The basis of Memoirs of a Beast is my grade school diary. Beginning in 2002, I “rewrote” it using tar gel, mixed media and collage. The 180 pages that comprise Memoirs of a Beast are installed in chapter-like groupings, connected visually through a balance between blank pages, pages with partial text and those that obliterate the text entirely. Important to the composition of the pages are original collage elements such as tickets stubs, newspaper clippings and photographs. Combined with contemporary photographs, family photographs, gesso, tar gel, graphite and acrylic paint, the diary represents a life—my beastly life, your beastly life, a mess of details, scraps of disappointment and fragments of hope. 365 Dumb Days is another kind of diary—a sculptural diary—assembled from a life’s accumulation of miscellany. Treasures (silver baby spoon, psychic’s doll, volcanic rock) and trash (shattered auto glass, discarded Barbie, broken necklace) fearlessly intermingle in a testament to the comedy and tragedy of life—days of bumbling and recovering, submitting and transcending, hoping for the best and sometimes getting it.
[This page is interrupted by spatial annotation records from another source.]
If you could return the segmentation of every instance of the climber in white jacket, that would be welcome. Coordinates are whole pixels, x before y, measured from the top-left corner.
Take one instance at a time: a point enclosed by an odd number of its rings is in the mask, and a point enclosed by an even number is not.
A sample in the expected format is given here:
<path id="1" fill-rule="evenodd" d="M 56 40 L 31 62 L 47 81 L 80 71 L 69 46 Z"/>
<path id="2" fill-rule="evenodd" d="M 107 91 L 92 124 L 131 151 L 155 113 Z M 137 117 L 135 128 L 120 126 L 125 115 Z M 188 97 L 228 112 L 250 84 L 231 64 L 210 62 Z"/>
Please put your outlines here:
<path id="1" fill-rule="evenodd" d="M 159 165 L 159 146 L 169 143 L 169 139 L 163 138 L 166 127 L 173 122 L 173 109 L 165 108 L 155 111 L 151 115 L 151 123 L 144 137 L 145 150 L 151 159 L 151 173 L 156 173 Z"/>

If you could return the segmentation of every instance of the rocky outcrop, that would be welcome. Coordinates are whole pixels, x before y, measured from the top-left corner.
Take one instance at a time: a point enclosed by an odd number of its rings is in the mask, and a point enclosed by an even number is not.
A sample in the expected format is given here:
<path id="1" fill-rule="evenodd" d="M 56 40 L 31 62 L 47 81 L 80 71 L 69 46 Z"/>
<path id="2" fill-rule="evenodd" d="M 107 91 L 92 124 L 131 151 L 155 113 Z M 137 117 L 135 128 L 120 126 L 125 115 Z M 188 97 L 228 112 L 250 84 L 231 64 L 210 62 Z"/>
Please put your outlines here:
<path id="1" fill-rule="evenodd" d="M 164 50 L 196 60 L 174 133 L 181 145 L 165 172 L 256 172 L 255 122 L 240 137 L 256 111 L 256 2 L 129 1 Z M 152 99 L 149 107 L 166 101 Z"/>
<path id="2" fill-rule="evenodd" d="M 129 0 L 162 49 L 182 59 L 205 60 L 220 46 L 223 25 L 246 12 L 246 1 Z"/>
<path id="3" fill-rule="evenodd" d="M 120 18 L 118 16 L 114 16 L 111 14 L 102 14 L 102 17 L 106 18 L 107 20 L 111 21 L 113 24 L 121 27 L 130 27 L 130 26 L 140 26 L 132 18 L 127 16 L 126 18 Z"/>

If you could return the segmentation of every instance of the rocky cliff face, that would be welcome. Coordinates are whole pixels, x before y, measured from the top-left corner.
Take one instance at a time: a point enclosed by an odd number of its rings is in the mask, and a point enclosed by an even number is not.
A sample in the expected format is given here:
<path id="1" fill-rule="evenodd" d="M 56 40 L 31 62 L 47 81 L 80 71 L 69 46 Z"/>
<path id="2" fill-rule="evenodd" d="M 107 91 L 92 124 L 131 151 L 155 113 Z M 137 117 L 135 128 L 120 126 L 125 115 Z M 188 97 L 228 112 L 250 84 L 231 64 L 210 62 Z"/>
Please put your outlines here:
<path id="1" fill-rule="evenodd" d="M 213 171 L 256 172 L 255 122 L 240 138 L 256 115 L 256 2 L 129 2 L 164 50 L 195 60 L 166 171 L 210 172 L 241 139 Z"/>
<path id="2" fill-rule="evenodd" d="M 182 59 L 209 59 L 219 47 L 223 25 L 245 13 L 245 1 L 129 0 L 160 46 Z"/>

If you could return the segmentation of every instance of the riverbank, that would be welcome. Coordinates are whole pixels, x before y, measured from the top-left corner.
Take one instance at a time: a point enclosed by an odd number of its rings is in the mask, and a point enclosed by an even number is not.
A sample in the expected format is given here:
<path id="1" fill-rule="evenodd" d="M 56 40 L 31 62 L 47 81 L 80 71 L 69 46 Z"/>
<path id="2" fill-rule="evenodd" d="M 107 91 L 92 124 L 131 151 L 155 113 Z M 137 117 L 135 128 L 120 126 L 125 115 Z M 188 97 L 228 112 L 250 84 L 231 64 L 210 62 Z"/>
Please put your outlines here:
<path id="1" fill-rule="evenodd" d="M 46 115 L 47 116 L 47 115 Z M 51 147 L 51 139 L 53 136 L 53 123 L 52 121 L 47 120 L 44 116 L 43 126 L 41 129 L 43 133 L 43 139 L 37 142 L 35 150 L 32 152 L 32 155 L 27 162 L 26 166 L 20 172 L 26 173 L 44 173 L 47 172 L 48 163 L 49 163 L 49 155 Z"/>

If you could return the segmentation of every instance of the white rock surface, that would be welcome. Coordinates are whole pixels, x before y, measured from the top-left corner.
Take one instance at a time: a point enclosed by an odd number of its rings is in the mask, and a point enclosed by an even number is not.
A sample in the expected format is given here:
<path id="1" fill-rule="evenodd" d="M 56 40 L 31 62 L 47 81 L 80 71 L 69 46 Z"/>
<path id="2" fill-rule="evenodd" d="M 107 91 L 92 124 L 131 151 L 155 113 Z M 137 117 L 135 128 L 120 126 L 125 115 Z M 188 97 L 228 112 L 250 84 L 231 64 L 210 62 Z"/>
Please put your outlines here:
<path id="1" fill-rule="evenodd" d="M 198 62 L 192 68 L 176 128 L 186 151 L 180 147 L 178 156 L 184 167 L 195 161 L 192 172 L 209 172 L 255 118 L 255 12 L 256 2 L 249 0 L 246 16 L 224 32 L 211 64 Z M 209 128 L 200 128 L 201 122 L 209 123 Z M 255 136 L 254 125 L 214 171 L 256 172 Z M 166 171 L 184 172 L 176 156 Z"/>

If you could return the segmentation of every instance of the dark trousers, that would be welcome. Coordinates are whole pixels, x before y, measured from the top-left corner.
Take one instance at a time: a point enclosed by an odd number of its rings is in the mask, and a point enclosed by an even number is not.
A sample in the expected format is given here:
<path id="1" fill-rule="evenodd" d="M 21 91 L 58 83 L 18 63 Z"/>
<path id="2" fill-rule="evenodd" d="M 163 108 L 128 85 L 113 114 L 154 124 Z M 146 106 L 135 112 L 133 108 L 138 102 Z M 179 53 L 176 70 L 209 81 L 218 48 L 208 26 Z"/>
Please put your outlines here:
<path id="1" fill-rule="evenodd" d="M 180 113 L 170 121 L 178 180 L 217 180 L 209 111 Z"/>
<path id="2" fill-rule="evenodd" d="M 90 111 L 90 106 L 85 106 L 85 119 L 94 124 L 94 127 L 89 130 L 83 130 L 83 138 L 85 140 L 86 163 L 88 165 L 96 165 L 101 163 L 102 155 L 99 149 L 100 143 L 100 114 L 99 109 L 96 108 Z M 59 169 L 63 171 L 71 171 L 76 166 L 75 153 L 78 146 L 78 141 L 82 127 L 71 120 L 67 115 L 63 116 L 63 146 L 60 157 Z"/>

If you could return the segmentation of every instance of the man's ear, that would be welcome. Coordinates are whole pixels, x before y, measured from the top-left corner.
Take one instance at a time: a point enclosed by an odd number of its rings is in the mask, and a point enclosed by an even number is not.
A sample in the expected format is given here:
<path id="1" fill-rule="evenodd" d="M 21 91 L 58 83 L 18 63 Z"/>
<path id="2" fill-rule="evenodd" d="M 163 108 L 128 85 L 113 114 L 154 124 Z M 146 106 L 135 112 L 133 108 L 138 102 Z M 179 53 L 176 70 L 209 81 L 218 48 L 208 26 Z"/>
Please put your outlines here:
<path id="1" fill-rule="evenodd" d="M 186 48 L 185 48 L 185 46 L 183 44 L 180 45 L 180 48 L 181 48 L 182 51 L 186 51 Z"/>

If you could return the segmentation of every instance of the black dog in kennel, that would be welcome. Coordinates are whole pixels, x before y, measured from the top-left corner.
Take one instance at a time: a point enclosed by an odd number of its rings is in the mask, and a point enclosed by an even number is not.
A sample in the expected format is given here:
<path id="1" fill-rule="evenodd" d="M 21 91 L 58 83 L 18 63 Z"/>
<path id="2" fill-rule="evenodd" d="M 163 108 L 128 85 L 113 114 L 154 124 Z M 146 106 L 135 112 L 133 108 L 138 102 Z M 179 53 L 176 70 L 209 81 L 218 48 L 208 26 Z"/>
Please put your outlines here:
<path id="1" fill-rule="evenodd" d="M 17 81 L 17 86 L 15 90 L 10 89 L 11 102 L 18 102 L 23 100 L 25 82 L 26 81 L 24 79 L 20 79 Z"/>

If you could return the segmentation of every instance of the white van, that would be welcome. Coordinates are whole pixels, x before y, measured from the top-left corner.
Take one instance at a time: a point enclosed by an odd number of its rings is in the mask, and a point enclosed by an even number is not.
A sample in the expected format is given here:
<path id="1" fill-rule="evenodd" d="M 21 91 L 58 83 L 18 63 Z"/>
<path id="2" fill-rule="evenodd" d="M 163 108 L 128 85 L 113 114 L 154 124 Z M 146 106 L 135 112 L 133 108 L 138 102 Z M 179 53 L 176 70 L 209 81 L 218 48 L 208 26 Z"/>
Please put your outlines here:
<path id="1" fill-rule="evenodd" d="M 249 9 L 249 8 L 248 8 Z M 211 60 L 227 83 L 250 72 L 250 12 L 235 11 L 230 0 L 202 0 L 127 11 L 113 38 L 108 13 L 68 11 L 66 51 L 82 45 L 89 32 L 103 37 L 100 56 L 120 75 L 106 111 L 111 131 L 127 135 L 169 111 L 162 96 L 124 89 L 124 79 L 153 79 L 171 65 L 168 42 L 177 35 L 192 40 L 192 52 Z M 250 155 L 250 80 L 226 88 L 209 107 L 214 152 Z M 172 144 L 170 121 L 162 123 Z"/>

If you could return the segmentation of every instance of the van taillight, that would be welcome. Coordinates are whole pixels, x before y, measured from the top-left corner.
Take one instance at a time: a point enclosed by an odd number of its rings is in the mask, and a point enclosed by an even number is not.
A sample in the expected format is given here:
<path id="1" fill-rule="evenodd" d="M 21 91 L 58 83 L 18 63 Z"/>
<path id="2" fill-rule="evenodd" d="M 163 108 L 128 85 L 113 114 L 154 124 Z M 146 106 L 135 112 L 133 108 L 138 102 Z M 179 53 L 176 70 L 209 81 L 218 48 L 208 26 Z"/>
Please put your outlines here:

My audio visual installations evoke the oral tradition of memory keeping—important events retold and embellished in conversation and song, in living rooms and around campfires. Bonnie Ann Brown, the audio component of Blood Music, is based on a notorious unsolved crime committed in my hometown, one that affected me profoundly as a young child and that I retell as a meditation on death and regeneration. The Mouseketeer paintings bridge the gap between the oral tradition and the written narrative. They began as a series of “studio portraits” of the original Mouseketeers painted in layers of pink tar gel. The “backdrop paper” that sets off each portrait is like a blown-up page from a fictional memoir or a transcript from a television interview, the text written over and over so it is nearly unreadable. In 2004, this series evolved into paintings on the subject of war, The Mouseketeers in Iraq. The “backdrop paper” is a soldier’s report from the battlefront. As harsh as the Mouseketeers in Iraq might appear, the subject matter of these paintings, the resilience of the human spirit, transcends the physical destruction of the individuals portrayed.

The paper installation, Fault Lines, was inspired by a 19th century copy of Plutarch’s Lives given to me by a family member. After reading it, I began visualizing those individuals who impacted my life as chapters in a book; as paintings, row upon row, in a history museum; and ultimately, as planets in the sky, connected randomly as constellations are. Once in progress, I realized that Fault LInes was less about hard truths than fluidity—history slipping and sliding off the page, images melting, and solidifying—the incessant, glorious flow of the universe pausing for a reflective moment, then moving on.